We needed to GET OUT OF THE HOUSE. 

So, despite their screachy protestations (my neighbors must have thought I was taking my son for repeated limb amputations the way he yelled and shrieked), I dragged my kids to Chinatown, the Grammy Museum, the Petersen Auto Museum, Hurricane Harbor, the Malibu Tide Pools.  We even hit our local beach which is something we NEVER do. 

They loved Hurricane Harbor but predictably whined at the museums.  My son just wanting to hit the gift shop and my daughter only interested in how the colors of the cars matched her nail polish collection.  And though the beach sounds like a relaxing afternoon for most, my kids hated it, so, it was no day at the beach.  
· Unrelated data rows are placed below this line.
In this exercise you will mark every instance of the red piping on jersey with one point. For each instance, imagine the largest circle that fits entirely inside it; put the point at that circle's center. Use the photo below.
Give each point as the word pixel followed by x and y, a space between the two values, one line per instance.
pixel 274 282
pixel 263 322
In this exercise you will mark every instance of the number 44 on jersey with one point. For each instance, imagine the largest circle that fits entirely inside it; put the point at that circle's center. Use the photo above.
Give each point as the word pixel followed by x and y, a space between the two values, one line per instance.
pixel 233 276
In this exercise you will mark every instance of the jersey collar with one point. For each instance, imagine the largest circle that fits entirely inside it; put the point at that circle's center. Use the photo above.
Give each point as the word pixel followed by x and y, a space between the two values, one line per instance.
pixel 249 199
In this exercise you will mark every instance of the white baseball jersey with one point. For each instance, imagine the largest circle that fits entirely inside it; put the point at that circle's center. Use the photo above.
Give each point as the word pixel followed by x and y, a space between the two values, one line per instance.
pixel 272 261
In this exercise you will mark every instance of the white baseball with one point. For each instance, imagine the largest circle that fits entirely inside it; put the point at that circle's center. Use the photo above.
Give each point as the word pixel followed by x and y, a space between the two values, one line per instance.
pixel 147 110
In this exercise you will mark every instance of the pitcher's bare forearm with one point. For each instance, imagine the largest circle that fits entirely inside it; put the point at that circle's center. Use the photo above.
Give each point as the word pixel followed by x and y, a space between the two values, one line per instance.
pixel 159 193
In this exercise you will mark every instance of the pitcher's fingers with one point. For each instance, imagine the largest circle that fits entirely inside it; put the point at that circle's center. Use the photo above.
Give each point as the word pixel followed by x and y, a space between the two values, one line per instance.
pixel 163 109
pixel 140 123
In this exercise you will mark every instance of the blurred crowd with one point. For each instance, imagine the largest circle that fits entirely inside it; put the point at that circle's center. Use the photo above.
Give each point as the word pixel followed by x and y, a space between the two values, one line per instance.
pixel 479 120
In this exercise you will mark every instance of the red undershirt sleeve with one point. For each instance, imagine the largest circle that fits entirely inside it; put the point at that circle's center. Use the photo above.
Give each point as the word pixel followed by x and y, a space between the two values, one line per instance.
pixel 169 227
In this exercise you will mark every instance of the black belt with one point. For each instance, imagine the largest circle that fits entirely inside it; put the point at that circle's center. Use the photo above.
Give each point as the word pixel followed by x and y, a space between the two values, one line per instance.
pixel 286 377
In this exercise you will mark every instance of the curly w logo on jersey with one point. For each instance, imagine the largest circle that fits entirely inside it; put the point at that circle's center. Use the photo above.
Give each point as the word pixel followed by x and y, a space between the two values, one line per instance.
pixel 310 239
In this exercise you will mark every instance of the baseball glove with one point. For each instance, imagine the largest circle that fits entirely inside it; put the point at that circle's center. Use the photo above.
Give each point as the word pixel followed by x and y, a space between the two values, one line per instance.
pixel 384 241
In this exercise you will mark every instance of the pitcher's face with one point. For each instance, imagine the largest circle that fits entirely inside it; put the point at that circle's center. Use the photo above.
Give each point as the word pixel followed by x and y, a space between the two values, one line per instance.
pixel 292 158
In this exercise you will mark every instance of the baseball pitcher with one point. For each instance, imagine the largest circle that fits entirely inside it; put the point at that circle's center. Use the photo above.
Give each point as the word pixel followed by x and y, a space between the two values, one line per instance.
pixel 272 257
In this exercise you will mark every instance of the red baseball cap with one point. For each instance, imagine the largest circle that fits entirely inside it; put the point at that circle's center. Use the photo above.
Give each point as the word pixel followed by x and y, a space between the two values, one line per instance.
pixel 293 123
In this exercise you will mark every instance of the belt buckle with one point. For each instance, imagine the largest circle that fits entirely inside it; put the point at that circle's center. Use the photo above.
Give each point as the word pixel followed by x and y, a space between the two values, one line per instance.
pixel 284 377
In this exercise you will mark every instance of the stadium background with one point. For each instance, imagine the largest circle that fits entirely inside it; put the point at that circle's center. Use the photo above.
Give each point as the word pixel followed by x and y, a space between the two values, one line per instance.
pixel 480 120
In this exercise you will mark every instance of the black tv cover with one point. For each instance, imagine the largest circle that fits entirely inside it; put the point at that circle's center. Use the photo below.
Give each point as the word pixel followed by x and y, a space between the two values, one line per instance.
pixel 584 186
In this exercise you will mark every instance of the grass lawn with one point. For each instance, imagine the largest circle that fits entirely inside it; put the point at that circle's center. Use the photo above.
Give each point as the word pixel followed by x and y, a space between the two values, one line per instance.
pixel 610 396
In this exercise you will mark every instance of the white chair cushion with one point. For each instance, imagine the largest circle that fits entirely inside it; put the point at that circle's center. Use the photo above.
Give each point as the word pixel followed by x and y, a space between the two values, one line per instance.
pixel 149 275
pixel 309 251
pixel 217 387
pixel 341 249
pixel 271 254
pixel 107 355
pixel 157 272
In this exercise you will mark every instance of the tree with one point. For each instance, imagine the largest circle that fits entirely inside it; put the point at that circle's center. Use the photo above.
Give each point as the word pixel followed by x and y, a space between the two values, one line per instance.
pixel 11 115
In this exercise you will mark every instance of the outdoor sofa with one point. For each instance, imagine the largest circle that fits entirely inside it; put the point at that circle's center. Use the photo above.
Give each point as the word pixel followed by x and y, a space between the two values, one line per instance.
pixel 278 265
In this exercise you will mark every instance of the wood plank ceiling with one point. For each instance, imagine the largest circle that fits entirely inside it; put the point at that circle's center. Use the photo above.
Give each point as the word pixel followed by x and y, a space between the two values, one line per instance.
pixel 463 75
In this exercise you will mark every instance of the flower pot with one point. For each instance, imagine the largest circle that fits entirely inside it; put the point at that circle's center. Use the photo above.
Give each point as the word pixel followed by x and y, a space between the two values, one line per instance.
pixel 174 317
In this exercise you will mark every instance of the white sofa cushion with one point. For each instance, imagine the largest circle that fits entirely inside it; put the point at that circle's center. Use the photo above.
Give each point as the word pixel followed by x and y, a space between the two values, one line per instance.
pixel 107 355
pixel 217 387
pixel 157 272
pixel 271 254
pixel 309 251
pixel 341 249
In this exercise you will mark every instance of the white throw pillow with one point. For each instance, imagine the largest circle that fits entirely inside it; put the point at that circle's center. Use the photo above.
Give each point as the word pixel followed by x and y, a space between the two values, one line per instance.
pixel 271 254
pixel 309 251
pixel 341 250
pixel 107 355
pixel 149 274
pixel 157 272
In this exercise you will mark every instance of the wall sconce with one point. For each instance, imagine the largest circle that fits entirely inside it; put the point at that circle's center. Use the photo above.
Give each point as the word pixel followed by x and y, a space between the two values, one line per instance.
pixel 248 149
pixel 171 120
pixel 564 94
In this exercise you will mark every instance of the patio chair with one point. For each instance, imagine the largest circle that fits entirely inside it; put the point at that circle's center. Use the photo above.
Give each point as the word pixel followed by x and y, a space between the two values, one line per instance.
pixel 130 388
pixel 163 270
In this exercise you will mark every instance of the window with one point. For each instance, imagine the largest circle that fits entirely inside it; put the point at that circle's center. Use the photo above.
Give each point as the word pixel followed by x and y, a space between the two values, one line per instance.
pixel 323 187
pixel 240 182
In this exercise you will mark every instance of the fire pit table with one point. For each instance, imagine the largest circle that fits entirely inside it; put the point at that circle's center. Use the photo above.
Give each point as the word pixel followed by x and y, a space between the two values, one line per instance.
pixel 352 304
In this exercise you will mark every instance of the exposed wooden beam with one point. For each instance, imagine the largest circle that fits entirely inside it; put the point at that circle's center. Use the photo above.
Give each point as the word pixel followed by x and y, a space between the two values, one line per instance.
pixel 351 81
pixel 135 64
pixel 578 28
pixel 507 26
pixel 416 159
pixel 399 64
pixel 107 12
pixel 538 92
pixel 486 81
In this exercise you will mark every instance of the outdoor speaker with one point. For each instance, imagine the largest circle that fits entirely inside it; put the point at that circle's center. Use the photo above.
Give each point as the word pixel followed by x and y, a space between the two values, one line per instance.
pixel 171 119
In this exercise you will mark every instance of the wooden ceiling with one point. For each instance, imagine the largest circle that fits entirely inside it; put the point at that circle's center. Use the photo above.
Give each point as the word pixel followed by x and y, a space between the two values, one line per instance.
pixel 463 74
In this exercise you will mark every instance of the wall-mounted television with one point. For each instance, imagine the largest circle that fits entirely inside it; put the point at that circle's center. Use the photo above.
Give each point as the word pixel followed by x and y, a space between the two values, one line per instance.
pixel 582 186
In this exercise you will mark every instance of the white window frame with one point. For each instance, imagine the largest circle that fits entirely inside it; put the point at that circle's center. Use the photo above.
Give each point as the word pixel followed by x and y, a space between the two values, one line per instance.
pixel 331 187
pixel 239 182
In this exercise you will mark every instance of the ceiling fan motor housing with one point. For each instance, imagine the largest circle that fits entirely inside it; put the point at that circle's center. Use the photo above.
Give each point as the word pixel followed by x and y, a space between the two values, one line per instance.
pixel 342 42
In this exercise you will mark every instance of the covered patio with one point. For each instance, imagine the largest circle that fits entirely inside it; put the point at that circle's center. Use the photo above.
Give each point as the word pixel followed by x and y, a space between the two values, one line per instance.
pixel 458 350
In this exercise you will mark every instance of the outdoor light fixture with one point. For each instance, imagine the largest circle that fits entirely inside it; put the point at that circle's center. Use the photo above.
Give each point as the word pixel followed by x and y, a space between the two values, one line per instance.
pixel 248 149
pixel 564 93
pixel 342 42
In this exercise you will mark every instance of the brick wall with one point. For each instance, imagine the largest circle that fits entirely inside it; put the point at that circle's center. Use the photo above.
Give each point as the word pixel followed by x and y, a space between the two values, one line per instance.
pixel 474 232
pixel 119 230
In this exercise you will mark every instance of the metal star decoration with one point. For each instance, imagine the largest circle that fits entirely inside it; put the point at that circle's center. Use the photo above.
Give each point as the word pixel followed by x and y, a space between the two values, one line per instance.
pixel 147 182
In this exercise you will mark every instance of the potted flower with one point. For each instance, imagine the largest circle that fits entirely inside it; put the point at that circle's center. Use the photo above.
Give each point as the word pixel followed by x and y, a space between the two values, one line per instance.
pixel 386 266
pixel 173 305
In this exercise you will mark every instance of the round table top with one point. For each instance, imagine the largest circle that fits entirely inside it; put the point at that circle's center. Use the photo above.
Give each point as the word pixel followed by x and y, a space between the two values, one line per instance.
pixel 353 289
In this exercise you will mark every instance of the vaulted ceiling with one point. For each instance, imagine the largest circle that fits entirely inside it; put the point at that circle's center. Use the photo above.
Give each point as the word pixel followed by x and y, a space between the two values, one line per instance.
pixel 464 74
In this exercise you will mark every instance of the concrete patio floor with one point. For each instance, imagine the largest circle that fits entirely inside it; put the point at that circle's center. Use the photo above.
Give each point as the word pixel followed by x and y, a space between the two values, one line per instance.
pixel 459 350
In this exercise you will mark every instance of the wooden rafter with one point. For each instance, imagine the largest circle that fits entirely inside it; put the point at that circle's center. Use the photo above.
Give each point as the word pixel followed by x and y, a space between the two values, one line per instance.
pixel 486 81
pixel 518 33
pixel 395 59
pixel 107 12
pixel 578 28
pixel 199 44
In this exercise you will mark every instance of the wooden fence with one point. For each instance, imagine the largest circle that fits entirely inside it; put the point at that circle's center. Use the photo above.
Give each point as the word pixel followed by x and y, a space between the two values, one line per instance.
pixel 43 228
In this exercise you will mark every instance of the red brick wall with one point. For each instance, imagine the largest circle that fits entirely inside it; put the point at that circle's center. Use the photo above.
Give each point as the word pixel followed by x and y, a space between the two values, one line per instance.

Thankfully, as we were all at our wits end, my husband came home one night in the beginning of August, and after years of begging him for a trip to Hawaii, he decided it was time to oblige.  We used our miles, found a hotel, and off we went for five glorious days in Kona. 

And now, here we are.  Less than a week away from the start of school.

How do I rate my summer?

Well,  I can't honestly call my experiment a success, but I wouldn't call it an absolute failure either.  It was an experience.  Not all good.  Not all bad.  Just different. 

Would I do it again? 

I'm not sure. 

Am I looking forward to school?

Yes.

and No.

Maybe I'm no smarter than I was in the beginning of the summer.  Maybe I have no real wisdom to share.  But in the end, we all survived.  We're all happy.  We're all still talking to each other.

And, the one thing I CAN take away from this experiment is...My kids can never again say I never give them anything.

And rest assured...I'll figure out how to use that to my advantage somehow.